Ia meraih sebuah amplop coklat besar dari atas tumpukan kertas dan amplop yang meninggi di permukaan meja, lalu kembali ke sofa. Sedangkan Lea mengibaskan kepala ke kanan dan ke kiri. Menolak, mengatakan ‘tidak perlu’ dalam suara pelan yang parau.
“Ini,” Eiji meletakkan sebuah foto tua yang telah usang dan robek di ujung kanan bawahnya di atas meja di depan Lea, dan mendorongnya maju agar Lea bisa melihat lebih dekat. “adalah Hideaki Hiroi, dan istrinya Maura. Ayah dan ibu biologis kamu.”
Mau tak mau, mata Lea menghampiri foto tersebut, dan menemukan seorang laki-laki Jepang—tapi tidak terlihat seperti orang Jepang kebanyakan, duduk bersanding dengan seorang perempuan cantik berambut ikal duduk di atas pasir putih berlatar belakang pohon palem dan pantai berair biru. Keduanya tersenyum; kelihatan bahagia.
Si laki-laki, mengenakan kemeja pantai biru muda dengan corak bunga-bunga, memiliki senyum lebar yang ramah dan—Lea terkesima—mata kelabu cerah. Rambutnya amat lurus, hitam mengilap, kontras dengan perempuan di sebelahnya, yang berambut ikal, berwarna coklat kemerahan—Lea, meraih ujung rambutnya sendiri. Wajah Hideaki, tidak bisa dibilang tampan, tidak bisa juga dibilang jelek. Ada sesuatu di antara senyum dan matanya yang membuat dirinya tidak terlihat membosankan. Kulitnya kuning cerah, sementara Maura, kecoklatan seperti terbakar matahari.
“Ayah kamu meninggal dalam kecelakaan saat mengantar ibu kamu ke rumah sakit untuk melahirkan.” Eiji duduk lagi di sofa di seberang Lea. “Usia kandungannya waktu itu baru tujuh bulan.”
Jari Lea pelan menyentuh foto di atas meja. Ingin meraihnya, memerhatikan saksama wajah-wajah asing yang dibilang Eiji adalah ayah dan ibu kandungnya, namun ia ragu. Masih tak percaya, kalau ada dua orang lagi yang disebut sebagai orang tuanya selain papa mama yang selama ini membesarkannya dengan penuh cinta dan kasih sayang sampai ajal keduanya tiba. Tapi…, mata Hideaki, dan rambut ikal Maura, meruntuhkan pendiriannya. Sedikit banyak, ia melihat dirinya sendiri pada keduanya. Benar-benar melihatnya.
“Ayah kamu berusaha menghindari mobil lain yang mendadak melintas di depan mobilnya. Sehingga menabrak pohon dan… membuatnya tewas seketika. Ibu kamu kritis, namun ia bertahan, sampai akhirnya kamu berhasil diangkat dari kandungannya.”
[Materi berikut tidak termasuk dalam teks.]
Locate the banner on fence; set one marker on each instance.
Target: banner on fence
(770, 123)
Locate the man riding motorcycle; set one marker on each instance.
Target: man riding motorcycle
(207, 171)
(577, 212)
Lea menyeka air mata yang kembali meluncur ke pipi dan mengambil foto tersebut dari meja. Mendadak saja, ia merasa kesepian. Dan juga merindukan kedua orang di dalam foto tersebut.
“Polisi, tidak menemukan identitas apa pun saat itu, jadi tidak ada yang tahu siapa nama mereka. Tidak ada keluarga yang bisa dihubungi, sehingga kasus kecelakaan tersebut tak dilanjutkan.”
“Dimana mereka dikuburkan?” Lea memandang Eiji penuh harap.
“Mereka tidak dikubur, tapi dikremasi.” Eiji membungkukkan badan, mencakupkan kedua tangan dan menopangkan dagu. “Abu mereka dibuang ke laut.”
Informasi itu membuat Lea merasa amat merana.
 “Hideaki, ayah kamu, adalah salah satu keturunan Kuroi. Tapi tak ada satu pun dari kami, yang tahu kalau ia telah meninggal. Aku pribadi, baru mengetahui kematian pamanku itu, saat mengumpulkan data-data kam. Dia meninggalkan Jepang bertahun-tahun lalu tanpa jejak yang bisa ditelusur Mengganti nama belakangnya, memalsukan semua latar-belakangnya dan tinggal di Indonesia, karena memang cuma di sini, keluarga kami tidak memiliki koneksi. Dan selama itu, ia hidup layaknya orang biasa. Berusaha dari bawah, dengan uang yang pas-pasan. Membuka restoran kecil di Pecenongan, bertemu ibu kamu, menikah—seperti orang lain pada umumnya. Sampai akhirnya meninggal, dalam kecelakaan itu.”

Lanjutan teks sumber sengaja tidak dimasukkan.